Scapa distillery was founded in 1885 in Kirkwall. Named after Scapa Flow, the body of water surrounded by the Orkney Islands, the distillery sits half a mile south of Highland Park, the most northern distillery in Scotland. The distillery was built by Glasgow man John Townsend in order to supply spirit to the big blending houses of the time and indeed this remained it’s primary function until its closure in 1994.

The closure wasn’t the first time Scapa distillery had nearly come to an end. In 1919, a mysterious fire tore through the building, destroying everything in it’s path. The blaze was spotted by one of the Royal Navy ships stationed in the Flow, and boatloads of men were despatched landwards, forming a human chain to carry water from the beach to the burning distillery. Were it not for the quick reactions of these Royal Navy men, it is likely Scapa would have been damaged beyond all repair and lost forever.
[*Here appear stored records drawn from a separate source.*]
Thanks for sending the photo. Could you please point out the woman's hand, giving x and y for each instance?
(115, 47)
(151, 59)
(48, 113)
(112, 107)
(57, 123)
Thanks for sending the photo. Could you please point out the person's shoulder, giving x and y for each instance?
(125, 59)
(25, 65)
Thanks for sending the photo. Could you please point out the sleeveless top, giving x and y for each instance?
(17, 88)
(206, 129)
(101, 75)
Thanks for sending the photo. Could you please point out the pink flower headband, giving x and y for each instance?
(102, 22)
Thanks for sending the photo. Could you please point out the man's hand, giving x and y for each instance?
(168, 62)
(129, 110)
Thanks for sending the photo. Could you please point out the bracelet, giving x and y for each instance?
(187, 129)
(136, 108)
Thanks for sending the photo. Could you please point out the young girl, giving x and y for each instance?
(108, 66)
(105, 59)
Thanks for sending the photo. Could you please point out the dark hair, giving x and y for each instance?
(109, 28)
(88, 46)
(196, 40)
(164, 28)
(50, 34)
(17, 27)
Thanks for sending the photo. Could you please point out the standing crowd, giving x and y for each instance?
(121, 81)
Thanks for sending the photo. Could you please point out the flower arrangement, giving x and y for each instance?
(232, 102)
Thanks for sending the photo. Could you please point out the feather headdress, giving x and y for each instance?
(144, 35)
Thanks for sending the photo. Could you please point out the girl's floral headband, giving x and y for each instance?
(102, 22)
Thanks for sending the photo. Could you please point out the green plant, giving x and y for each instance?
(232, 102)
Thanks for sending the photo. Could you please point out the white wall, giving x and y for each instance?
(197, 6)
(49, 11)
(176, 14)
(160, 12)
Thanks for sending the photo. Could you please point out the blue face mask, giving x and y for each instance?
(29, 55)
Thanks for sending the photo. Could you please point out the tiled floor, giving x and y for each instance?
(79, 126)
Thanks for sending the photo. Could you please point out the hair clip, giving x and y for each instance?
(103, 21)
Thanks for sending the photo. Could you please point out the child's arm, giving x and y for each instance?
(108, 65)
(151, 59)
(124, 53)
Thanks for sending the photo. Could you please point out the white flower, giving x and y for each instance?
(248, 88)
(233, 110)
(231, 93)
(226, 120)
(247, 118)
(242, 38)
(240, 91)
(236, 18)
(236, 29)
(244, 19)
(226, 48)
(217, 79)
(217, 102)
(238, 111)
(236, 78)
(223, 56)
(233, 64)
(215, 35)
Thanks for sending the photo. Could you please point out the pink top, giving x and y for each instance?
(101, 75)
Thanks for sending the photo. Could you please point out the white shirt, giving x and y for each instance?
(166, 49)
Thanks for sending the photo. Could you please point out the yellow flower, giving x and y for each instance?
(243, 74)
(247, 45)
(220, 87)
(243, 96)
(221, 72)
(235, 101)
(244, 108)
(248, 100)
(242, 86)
Fortunately, Scapa was saved from a fiery doom and in 2004, it was saved from closure and relaunched as a 14 year old single malt. The following year it was acquired by Pernod Ricard who introduced a new standard 16 year old expression and created a visitor centre which opened to the public in 2015.
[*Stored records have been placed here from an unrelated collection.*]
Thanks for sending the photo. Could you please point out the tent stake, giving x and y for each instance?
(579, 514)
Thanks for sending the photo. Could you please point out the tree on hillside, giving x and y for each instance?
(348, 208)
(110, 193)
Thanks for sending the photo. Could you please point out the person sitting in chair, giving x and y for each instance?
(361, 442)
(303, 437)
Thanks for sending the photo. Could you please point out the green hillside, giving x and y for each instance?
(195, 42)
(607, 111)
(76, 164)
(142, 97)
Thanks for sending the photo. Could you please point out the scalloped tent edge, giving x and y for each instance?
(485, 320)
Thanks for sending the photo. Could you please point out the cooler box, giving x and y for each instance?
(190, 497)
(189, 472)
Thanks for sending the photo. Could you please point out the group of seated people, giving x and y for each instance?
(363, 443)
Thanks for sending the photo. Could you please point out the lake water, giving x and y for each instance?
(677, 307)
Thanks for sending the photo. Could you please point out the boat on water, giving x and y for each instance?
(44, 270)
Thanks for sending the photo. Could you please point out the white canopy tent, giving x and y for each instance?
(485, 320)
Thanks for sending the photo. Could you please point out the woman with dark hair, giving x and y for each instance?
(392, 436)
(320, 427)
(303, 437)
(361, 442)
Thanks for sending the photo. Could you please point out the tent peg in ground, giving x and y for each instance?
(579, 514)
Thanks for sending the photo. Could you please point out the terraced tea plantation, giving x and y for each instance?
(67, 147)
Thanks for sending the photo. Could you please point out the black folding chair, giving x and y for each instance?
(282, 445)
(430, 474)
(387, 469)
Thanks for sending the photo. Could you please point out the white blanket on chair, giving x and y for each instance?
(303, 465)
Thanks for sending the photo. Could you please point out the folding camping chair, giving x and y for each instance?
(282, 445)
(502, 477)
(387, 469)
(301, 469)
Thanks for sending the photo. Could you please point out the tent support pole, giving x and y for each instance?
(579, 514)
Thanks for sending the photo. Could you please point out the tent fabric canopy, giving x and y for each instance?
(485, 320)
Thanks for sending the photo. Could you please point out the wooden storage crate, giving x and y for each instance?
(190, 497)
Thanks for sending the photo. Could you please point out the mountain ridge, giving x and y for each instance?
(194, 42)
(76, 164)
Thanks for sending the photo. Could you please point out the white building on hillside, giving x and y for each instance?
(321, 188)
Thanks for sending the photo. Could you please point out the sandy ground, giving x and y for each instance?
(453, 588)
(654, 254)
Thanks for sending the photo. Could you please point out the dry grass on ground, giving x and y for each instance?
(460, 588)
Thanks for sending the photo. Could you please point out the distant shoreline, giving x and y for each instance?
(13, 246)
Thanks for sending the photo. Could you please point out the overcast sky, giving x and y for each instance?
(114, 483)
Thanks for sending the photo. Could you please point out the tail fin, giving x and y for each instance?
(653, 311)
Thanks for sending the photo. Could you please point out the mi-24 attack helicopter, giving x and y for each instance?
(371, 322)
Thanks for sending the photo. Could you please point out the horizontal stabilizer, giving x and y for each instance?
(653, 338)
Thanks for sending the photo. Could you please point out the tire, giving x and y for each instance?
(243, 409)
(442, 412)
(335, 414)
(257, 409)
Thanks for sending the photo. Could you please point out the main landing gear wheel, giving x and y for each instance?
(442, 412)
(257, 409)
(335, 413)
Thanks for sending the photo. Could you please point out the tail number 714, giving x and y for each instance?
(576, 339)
Scapa ‘Skiren’ is bottled at 40% and is available in the UK for around £30. Skiren is Old Norse for ‘Glittering Skies’.

Smell: Honey, Cream and Malt intermingle with Apple and a touch of Almond.

Taste: Spicey and Woody with Biscuit, Nut and Honey. Doesn’t quite live up the nose.

Value for Money: For around £30 you get a tasty, very drinkable dram. No complaints.

Score: 39 / 50.

For a no age statement whisky, bottled at 40% abv, this is a rather pleasant dram. Perhaps lacking in something of a unique distillery identity, but an enjoyable sip nonetheless. Better than I expected.